= Neutron flux =

Total distance traveled by neutrons within a volume over a time period

The neutron flux is a scalar quantity used in nuclear physics and nuclear reactor physics. It is the total distance travelled by all free neutrons per unit time and volume. Equivalently, it can be defined as the number of neutrons travelling through a small sphere of radius $R$ in a time interval, divided by a maximal cross section of the sphere (the great disk area, $\pi R^2$) and by the duration of the time interval. The dimension of neutron flux is $\mathsf{L}^{-2}\mathsf{T}^{-1}$ and the usual unit is cm^{−2}s^{−1} (reciprocal square centimetre times reciprocal second).

The neutron fluence is defined as the neutron flux integrated over a certain time period. So its dimension is $\mathsf{L}^{-2}$ and its usual unit is cm^{−2} (reciprocal square centimetre). An older term used instead of cm^{−2} was "n.v.t." (neutrons, velocity, time).

==Natural neutron flux==
Neutron flux in asymptotic giant branch stars and in supernovae is responsible for most of the natural nucleosynthesis producing elements heavier than iron. In stars there is a relatively low neutron flux on the order of 10^{5} to 10^{11} cm^{−2} s^{−1}, resulting in nucleosynthesis by the s-process (slow neutron-capture process). By contrast, after a core-collapse supernova, there is an extremely high neutron flux, on the order of 10^{32} cm^{−2} s^{−1}, resulting in nucleosynthesis by the r-process (rapid neutron-capture process).

Earth atmospheric neutron flux, apparently from thunderstorms, can reach levels of 3·10^{−2} to 9·10^{+1} cm^{−2} s^{−1}. However, recent results (considered invalid by the original investigators) obtained with unshielded scintillation neutron detectors show a decrease in the neutron flux during thunderstorms. Recent research appears to support lightning generating 10^{13}–10^{15} neutrons per discharge via photonuclear processes.

==Artificial neutron flux==

Artificial neutron flux refers to neutron flux which is man-made, either as byproducts from weapons or nuclear energy production or for a specific application such as from a research reactor or by spallation. A flow of neutrons is often used to initiate the fission of unstable large nuclei. One or more additional neutrons may cause a nucleus to become unstable, causing it to decay (split) to form more stable products. This effect is essential in fission reactors and nuclear weapons.

Within a nuclear fission reactor, the neutron flux is the primary quantity measured to control the reaction inside. The flux shape is the term applied to the density or relative strength of the flux as it moves around the reactor. Typically the strongest neutron flux occurs in the middle of the reactor core, becoming lower toward the edges. The higher the neutron flux the greater the chance of a nuclear reaction occurring as there are more neutrons going through an area per unit time.

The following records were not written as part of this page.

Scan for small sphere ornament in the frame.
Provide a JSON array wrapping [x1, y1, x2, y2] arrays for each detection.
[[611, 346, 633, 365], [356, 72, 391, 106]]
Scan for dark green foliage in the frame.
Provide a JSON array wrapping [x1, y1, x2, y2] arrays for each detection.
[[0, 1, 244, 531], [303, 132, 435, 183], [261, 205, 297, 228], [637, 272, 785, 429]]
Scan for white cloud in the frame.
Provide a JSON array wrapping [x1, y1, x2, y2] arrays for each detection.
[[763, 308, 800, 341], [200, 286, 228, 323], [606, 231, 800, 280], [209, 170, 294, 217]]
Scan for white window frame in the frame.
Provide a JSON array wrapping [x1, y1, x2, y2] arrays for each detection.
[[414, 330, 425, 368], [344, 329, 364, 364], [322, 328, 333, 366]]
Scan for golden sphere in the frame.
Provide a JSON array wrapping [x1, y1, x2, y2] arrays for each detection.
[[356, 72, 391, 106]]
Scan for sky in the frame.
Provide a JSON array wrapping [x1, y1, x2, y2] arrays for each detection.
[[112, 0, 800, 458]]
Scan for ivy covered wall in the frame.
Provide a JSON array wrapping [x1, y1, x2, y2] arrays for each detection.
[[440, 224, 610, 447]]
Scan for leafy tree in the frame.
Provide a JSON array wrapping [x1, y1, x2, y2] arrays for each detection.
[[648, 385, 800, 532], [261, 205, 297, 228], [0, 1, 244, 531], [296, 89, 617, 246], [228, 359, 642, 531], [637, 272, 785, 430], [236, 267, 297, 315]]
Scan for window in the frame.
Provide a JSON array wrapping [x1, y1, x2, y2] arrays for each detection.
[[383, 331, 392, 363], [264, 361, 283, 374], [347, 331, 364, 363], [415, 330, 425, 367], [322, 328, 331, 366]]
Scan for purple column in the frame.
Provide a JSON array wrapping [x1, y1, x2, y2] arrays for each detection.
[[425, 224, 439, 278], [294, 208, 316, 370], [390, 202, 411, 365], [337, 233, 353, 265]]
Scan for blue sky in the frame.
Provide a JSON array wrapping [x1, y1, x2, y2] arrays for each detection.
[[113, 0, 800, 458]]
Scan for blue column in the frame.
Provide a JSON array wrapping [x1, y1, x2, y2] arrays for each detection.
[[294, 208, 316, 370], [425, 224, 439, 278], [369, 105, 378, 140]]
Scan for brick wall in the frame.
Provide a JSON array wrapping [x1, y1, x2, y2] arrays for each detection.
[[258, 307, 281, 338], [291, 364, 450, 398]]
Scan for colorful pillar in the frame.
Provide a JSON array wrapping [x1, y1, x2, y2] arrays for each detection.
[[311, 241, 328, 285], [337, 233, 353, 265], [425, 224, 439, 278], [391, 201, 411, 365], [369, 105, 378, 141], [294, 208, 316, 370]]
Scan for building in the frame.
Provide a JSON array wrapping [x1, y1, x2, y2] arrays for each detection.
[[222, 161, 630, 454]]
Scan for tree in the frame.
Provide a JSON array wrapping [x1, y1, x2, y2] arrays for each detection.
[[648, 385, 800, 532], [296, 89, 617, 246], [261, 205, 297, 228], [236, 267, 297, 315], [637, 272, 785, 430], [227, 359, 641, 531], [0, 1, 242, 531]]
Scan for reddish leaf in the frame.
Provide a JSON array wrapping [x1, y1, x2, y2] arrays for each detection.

=== Reactor vessel wall neutron fluence ===
A reactor vessel of a typical nuclear power plant (PWR) endures in 40 years (32 full reactor years) of operation approximately 6.5×10^{19} cm^{−2} (E > 1 MeV) of neutron fluence. Neutron flux causes reactor vessels to suffer from neutron embrittlement and is a major problem with thermonuclear fusion like ITER and other magnetic confinement D-T reactors where fast (originally 14.06 MeV) neutrons damage equipment resulting in short equipment lifetime and huge costs and large volumes of radioactive waste streams.